A Gambler Born and Bred 16
By Gunnerson
- 1171 reads
At Christmas, I went back to England to see Mum for the first time since 1990.
Nothing had changed. Even Mum’s luck was the same. Her boyfriend, weeks from their marriage, had run off with his secretary.
I wanted to strangle him and watch his face judder. I wanted to feel the life seep away from every pore in his body as his eyes flickered from lack of oxygen, but he’d gone, just like Dad.
I skulked off to the pubs of Guildford to play fruit-machines and lost, as usual, but I knew that I would be returning to Paris before too long. They weren’t a threat, although I still managed to lose half of what I’d come home with.
I thought of the lovely presents that I could have showered Mum with, the grand return from Paris.
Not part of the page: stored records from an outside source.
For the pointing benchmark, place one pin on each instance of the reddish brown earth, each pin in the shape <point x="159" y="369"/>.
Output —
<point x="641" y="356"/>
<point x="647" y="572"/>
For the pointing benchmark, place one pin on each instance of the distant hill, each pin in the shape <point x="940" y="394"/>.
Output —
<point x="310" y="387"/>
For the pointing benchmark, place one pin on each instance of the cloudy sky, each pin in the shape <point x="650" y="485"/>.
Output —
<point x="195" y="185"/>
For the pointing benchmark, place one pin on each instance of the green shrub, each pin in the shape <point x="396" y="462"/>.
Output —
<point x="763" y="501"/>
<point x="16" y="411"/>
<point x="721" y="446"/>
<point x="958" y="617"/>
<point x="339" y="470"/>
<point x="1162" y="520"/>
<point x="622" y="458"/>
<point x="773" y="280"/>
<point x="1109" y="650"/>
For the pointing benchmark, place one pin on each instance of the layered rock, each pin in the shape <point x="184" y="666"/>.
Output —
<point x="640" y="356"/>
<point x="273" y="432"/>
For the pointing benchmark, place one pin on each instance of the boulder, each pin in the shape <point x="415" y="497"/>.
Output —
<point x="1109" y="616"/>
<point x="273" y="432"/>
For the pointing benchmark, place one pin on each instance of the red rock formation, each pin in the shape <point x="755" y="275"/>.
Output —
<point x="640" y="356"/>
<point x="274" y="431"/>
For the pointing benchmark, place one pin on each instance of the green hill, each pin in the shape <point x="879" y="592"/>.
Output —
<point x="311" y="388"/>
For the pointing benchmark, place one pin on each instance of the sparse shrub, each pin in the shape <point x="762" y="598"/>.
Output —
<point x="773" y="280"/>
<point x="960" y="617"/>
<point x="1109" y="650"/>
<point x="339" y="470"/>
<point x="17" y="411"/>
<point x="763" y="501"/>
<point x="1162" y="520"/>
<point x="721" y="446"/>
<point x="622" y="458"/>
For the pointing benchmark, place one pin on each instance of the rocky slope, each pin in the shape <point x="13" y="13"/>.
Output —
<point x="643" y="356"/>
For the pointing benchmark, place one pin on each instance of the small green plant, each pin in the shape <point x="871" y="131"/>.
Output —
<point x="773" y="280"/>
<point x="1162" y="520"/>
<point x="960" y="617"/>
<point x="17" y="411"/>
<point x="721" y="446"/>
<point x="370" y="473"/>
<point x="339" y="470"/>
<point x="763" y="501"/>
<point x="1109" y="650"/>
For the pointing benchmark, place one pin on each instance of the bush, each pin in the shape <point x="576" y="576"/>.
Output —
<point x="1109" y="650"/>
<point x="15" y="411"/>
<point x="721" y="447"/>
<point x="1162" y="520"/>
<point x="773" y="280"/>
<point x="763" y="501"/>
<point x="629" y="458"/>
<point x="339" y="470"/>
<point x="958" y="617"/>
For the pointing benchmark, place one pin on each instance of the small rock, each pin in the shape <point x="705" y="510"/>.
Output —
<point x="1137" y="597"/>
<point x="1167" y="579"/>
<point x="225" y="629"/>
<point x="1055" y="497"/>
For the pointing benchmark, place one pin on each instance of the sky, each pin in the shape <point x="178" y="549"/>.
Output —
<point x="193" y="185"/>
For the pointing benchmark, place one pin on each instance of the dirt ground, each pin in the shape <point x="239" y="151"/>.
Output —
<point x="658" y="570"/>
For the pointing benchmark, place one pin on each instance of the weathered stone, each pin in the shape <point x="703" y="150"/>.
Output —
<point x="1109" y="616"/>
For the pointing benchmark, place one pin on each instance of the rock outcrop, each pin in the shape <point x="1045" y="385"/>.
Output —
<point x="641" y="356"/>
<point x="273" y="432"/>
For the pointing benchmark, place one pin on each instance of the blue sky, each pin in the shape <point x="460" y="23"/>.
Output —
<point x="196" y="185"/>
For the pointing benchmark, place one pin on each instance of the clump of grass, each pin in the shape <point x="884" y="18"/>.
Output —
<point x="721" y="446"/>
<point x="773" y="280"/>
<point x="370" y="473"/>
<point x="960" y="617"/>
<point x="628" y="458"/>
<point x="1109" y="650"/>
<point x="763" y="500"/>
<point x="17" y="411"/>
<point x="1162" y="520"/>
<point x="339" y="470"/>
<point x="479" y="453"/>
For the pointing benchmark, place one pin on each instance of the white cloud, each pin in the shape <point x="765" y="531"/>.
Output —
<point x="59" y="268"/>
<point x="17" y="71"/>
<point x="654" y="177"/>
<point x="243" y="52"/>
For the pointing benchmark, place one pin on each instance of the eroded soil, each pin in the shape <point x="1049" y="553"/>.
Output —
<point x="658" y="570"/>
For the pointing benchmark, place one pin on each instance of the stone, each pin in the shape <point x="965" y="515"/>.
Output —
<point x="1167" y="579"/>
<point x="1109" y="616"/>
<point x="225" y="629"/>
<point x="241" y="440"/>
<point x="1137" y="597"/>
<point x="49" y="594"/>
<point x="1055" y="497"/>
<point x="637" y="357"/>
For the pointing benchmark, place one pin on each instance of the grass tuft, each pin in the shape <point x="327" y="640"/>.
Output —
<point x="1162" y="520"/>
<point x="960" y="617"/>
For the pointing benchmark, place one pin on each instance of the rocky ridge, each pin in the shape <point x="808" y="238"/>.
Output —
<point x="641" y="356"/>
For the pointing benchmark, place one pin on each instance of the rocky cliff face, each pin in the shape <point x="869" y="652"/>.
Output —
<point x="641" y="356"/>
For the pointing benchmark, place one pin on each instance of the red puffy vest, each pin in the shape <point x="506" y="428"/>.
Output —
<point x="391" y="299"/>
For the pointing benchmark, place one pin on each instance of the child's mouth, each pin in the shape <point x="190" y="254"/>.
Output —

In the end, I went to Boots and bought her some expensive perfume.
We moved venues for a sizzling summer season at Espace Marbeuf, just off the Champs Elysees. The venue was the best yet. Down the palatial staircase was a huge, circular dance floor with a stage. Upstairs were two mezzanines with chairs and tables.
Cipri, a rave organiser and ecstacy dealer, had asked if Richard and I if we wanted to do a joint party and we’d agreed. We called it ‘Arena’.
We did six big parties there.
Cipri went to prison for smuggling ecstacy after the third party.
I always had about a hundred pills to sell but that was never enough. Besides, I only dealt to the British lot. There were a thousand people at the parties by then.
According to a friend of Cipri’s, the police were also in attendance. I had to be careful and the whole scene became much more cagey, as it had in London, but no way to the same extent.
Conventional clubs, that had always allowed me to dish out flyers randomly, had become wise to the power of housemusic. They’d tried to keep rock alive but it had died in their hands.
Letting me lure away their customers had become a thing of the past and I was getting booted out of places.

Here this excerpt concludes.